When humans process text or speech, this often happens in a visual context, e.g., when listening to a lecture, reading a map, or describing an image. Here, we focus on image description as an example of language/vision integration. Previous research has shown that objects in a visual scene are fixated before they are mentioned, leading us to hypothesize that the scan pattern of a participant can be used to predict what they will say. We test this hypothesis using a data set of cued scene descriptions of photo-realistic scenes. We demonstrate that similar scan patterns are correlated with similar sentences and that this correlation holds for three phases of language production (target identification, sentence planning, and speaking). We go on to show how insights from human language/vision integration can be used to build systems that automatically describe images. We propose a novel way of representing images as visual dependency graphs, where arcs between image regions are labeled with spatial relationships. The task of relating image regions to each other can then be viewed as a parsing task. We show how image parsing can be automated and how the output of an image parser can be used to generate image descriptions. The resulting system outperforms standard approaches that rely on object proximity or corpus information to generate descriptions.

Frank Keller

Frank Keller is professor of computational cognitive science in the School of Informatics at the University of Edinburgh. His background includes an undergraduate degree from Stuttgart University, a PhD from Edinburgh, and postdoctoral and visiting positions at Saarland University and MIT. His research focuses on how people solve complex tasks such as understanding language or processing visual information.

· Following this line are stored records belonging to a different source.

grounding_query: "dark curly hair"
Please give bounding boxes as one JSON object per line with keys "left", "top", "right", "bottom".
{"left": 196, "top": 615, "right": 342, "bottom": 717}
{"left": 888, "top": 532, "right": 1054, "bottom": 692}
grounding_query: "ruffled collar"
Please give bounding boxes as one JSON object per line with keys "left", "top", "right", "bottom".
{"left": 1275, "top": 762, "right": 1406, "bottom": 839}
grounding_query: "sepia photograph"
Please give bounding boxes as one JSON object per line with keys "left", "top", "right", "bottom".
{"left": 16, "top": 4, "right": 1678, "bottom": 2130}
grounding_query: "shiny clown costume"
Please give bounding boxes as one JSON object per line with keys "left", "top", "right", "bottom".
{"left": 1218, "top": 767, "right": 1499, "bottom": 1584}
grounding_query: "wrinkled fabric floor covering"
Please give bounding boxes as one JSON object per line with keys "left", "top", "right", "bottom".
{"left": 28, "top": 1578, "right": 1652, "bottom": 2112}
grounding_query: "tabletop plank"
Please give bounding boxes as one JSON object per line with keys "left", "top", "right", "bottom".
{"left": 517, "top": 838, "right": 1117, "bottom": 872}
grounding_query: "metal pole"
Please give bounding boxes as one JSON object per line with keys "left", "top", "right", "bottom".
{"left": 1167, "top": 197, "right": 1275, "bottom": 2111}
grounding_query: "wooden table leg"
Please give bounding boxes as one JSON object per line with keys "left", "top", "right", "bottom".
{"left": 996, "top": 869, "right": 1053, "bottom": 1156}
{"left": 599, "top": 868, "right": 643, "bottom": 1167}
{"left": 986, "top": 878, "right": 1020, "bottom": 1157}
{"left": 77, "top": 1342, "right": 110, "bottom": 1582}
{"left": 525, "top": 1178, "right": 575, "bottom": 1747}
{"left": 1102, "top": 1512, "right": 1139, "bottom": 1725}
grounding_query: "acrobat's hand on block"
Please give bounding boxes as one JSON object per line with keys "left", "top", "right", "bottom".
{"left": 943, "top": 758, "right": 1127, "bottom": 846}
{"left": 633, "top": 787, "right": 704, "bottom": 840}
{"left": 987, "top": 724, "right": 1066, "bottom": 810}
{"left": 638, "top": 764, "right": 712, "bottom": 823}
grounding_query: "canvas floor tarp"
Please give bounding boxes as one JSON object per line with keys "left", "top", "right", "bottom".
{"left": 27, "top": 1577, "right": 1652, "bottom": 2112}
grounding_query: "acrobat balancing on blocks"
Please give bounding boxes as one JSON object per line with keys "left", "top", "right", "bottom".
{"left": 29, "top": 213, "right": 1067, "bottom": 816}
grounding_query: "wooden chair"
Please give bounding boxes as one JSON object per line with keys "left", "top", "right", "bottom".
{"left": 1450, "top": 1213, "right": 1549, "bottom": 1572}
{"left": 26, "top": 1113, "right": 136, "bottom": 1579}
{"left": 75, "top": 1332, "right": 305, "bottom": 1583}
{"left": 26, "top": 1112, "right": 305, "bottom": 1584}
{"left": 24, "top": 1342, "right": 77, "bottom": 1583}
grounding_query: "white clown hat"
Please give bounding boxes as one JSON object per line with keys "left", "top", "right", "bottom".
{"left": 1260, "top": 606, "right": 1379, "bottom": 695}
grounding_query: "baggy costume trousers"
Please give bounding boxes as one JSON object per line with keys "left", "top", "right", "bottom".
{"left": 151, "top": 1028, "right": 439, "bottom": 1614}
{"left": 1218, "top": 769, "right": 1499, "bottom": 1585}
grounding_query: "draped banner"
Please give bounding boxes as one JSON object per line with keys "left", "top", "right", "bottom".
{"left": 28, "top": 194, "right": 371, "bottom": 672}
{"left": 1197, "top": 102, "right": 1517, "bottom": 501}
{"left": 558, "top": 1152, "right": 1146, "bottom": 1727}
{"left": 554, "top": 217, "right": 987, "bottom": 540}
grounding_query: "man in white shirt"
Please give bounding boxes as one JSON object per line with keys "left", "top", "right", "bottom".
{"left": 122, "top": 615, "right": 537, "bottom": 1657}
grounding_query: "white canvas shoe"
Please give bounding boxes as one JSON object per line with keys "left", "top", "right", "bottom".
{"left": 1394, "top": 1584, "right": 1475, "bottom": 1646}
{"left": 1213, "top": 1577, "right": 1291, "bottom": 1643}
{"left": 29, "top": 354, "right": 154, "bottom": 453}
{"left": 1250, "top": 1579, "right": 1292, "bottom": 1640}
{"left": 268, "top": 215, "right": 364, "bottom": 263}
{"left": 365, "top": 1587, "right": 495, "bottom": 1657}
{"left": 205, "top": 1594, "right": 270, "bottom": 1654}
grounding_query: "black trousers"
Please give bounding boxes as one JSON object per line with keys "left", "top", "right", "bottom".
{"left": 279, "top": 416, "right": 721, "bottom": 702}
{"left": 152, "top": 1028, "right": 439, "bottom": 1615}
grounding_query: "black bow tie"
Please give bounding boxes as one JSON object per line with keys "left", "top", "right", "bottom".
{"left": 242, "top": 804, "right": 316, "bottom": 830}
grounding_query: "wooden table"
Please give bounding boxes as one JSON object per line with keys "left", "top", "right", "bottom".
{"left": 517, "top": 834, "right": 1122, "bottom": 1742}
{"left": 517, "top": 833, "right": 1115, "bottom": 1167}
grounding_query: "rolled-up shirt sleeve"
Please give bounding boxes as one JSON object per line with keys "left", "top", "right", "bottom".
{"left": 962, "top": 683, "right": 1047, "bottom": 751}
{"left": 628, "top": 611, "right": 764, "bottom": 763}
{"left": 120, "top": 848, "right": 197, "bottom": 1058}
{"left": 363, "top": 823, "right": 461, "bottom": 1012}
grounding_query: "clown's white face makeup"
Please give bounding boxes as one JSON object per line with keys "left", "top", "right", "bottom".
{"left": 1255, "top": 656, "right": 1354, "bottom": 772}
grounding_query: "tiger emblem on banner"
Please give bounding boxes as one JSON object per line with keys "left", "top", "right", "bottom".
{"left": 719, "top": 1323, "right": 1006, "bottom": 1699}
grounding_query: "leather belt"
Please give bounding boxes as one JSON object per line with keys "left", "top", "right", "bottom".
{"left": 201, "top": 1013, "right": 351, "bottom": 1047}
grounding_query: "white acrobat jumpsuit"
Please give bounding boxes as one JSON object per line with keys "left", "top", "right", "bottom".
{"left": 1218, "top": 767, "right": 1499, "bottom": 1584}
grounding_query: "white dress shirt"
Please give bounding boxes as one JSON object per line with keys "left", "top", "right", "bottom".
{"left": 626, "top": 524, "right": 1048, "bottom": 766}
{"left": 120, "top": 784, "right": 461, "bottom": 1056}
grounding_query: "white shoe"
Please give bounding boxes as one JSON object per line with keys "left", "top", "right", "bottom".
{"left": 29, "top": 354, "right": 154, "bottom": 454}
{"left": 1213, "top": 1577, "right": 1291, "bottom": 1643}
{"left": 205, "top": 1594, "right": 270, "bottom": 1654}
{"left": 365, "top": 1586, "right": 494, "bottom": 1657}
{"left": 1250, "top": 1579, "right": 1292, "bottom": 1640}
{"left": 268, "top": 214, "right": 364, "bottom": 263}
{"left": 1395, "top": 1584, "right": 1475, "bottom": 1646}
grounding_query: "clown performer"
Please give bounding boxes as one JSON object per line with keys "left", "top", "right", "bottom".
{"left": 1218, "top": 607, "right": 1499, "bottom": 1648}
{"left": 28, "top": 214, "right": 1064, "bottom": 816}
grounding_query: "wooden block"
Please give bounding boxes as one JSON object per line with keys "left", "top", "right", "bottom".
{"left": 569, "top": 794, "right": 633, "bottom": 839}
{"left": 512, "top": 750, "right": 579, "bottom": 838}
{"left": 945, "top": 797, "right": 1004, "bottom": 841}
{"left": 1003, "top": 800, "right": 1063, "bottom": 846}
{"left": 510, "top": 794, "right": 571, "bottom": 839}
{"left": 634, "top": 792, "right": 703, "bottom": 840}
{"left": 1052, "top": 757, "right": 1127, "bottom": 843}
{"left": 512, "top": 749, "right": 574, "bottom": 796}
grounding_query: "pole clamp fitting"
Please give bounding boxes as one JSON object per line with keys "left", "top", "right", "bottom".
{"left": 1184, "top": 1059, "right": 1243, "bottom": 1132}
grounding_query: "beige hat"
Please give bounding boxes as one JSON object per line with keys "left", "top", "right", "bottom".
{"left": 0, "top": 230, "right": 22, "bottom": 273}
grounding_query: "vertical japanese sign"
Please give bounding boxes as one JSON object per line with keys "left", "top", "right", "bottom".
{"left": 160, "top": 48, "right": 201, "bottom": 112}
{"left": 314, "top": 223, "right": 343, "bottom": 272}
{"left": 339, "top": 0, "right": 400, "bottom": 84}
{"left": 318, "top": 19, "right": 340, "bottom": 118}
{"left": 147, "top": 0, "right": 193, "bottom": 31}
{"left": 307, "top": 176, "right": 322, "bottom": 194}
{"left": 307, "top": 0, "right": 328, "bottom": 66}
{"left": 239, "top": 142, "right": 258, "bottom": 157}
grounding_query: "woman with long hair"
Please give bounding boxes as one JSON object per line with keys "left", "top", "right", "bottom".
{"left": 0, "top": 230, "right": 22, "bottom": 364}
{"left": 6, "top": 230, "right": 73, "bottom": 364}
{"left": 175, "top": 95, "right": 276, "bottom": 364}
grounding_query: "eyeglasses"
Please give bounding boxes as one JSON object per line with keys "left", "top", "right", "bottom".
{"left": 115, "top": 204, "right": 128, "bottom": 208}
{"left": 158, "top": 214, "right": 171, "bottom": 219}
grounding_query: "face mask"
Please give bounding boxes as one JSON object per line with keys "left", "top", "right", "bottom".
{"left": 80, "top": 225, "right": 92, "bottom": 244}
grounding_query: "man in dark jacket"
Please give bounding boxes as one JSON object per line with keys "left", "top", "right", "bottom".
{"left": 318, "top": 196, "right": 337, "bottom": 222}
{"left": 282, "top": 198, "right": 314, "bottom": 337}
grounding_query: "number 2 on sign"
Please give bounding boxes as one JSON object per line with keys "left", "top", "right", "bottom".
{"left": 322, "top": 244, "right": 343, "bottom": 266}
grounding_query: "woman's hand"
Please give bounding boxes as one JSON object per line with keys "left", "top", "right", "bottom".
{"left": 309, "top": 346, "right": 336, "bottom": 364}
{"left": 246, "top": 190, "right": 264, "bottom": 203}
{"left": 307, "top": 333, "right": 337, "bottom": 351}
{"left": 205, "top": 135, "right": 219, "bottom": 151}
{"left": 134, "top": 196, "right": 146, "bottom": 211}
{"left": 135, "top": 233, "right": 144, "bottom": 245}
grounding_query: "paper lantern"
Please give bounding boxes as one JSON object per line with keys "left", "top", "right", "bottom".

His work combines experimental techniques with computational modeling to investigate reading, sentence comprehension, translation, and language generation, both in isolation and in the context of visual information such as photographs or diagrams. Prof. Keller serves on the management committee of the European Network on Vision and Language, is a member of governing board of the European Association for Computational Linguistics, and holds an ERC starting grant in the area of language and vision.